The simple power of people being people should not be underestimated. People feeling lonely, showing love, receiving sympathy, experiencing joy: The greatest argument in favor of humanity’s future is its resonance as human. Super 8 is stylistically a love letter to Steven Spielberg, from its setting in late seventies Middle America to its construction of shots in three dimensions, building information and plot along every perceivable axis. It also resonates with the Spielberg oeuvre in its building and treatment of richly humane characters whose depth and nuance we learn through how they relate to each other in the face of catastrophe.
It tells the story of a small east coast town in the late seventies where an Air Force transport train derails and something seemingly sinister escapes. The main characters are a group of kids who spend every spare moment making a zombie movie. One of them has lost his mother to an accident at a local factory as the movie opens. As the movie progresses he becomes friends with the daughter of the man many blame for his mother’s death.
The film’s status as Science Fiction rests on the nature of what was in the derailed train. Its essential optimism rests not on a vision of the future but in its focus on characters searching for sympathy and the strength to move forward in the face of tragedy.

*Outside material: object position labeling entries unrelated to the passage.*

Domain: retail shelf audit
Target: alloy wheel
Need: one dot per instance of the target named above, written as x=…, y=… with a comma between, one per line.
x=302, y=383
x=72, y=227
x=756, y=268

Its main characters are children, symbolic of the future, and what’s more these are profoundly intelligent, inventive, yet engagingly flawed children. They represent the best in humanity and in the end overcome a broad science fiction terror through empathy and courage. Super 8 shows us a universe larger and more frightening than we are apt to consider on a daily basis but one that is also amenable to human ingenuity, sympathy, and understanding. As far as Super 8 is concerned being a good person counts for a lot.